Hay aquí retratos del tiempo (pinceladas de tiempo
interior que nos dan el reflejo especular, en cierto modo, del tiempo, digamos,
compartido, común, el aroma de época de esos retratos donde se percibe el fondo
explicando el primer plano. He aquí retratos de quien fui y de quien
seré, y también de otras personas, animales y cosas que me hicieron ser como
soy. El juego malabar de presentes, pasados y futuros como naranjas en manos de
un poeta, que quizá en este caso no sea el propio autor sino su personaje, es
decir, el autor que le escribe.
In memoriam recuerda, evoca y vuelve a resucitar a
esas presentes sucesiones de uno mismo en otros tiempos, otros cielos, otras
personas que han ido reflejando nuestros rostros de ayer, hasta componer un presente
continuo de sorpresas y de extrañezas y de perplejidad maravillada.

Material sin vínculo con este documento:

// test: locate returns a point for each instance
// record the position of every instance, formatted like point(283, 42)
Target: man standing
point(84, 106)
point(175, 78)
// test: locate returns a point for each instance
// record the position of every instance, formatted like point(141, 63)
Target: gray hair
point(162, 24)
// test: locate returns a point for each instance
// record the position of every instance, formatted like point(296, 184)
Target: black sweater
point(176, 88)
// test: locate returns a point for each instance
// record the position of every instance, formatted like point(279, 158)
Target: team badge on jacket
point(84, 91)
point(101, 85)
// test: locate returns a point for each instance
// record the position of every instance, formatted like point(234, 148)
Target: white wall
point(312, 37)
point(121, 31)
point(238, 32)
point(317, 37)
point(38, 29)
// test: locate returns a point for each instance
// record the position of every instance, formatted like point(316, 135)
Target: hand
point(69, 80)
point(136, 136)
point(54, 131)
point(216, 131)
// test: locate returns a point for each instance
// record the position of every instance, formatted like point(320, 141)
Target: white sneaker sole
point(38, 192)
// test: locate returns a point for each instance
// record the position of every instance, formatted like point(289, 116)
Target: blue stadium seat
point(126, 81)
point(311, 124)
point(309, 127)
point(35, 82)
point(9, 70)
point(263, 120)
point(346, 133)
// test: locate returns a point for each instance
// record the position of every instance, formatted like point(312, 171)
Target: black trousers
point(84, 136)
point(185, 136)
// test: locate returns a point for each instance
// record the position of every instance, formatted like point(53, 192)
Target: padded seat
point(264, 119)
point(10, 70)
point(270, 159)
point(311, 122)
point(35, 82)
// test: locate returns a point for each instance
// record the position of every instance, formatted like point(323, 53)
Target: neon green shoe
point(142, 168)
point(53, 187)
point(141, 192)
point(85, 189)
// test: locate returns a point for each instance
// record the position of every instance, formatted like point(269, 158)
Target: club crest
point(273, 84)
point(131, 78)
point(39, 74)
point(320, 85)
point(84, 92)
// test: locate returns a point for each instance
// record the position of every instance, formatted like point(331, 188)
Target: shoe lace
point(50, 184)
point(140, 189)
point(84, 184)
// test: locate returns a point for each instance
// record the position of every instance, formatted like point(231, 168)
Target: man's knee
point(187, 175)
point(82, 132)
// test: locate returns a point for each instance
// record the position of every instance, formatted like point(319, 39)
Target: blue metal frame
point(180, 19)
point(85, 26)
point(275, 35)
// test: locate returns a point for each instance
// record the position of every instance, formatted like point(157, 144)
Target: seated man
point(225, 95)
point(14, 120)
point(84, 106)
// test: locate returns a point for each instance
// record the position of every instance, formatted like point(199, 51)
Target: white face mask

Se presenta hoy en sociedad «In memoriam» y, como
estos últimos años, me veo casi en la obligación de decir unas palabras sobre
el libro, ya que el autor y yo somos la misma persona. ¿Pero lo somos de
verdad? Uno de los poemas se titula «El poeta Eduardo Fraile yendo a echar una
carta al correo». Ese distanciamiento, ese hablar de mí desde otra parte que yo
mismo, explica bien el punto de vista, el tono y la relatividad y la inestabilidad
y la indefinición, en definitiva, entre yo poético y yo real.

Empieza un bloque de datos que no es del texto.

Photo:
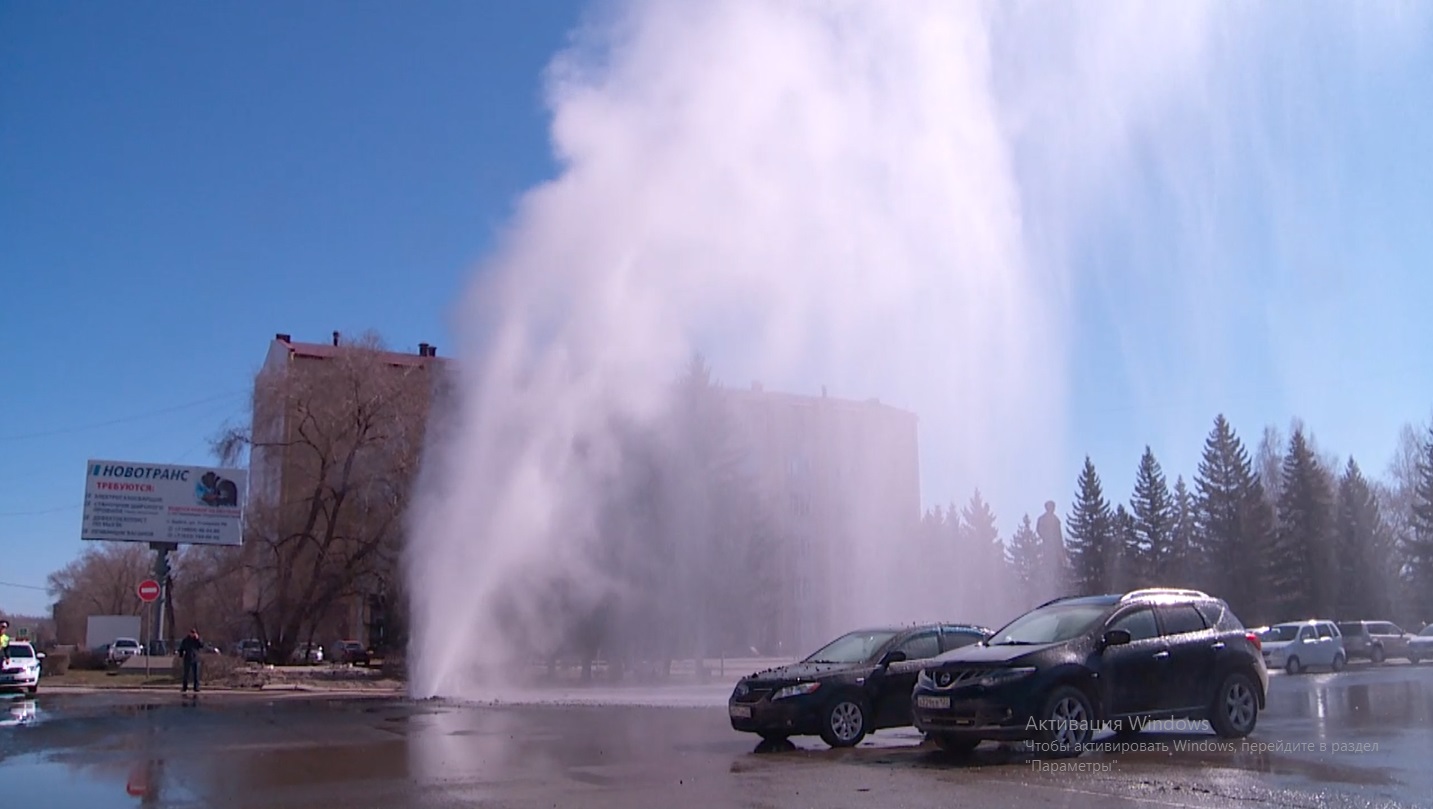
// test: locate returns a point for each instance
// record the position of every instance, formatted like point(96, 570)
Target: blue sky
point(181, 182)
point(178, 183)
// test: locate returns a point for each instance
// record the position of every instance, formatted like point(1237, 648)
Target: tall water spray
point(810, 194)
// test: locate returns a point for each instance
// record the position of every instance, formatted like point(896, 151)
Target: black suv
point(1071, 666)
point(851, 686)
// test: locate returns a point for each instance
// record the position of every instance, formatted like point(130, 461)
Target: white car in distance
point(1299, 645)
point(22, 667)
point(123, 649)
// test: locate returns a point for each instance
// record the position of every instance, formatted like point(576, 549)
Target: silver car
point(1299, 645)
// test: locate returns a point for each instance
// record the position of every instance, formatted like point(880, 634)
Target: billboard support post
point(162, 551)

Desde luego, el exhibicionismo que supone toda
publicación se compadece mal con la sensibilidad agorafóbica, perdón por la
tristeza, del espíritu del creador. La torre (de marfil o de luz
inexpugnable) no es más que una necesidad, una autoprotección, puro instinto de
conservación. El poeta no sobreviviría en la intemperie de la tierra baldía, de
la desolación del mundo, por eso envía a su ministro, a su yo social, a eso que
yo estoy haciendo ahora, es decir, hablar de nuestro libro.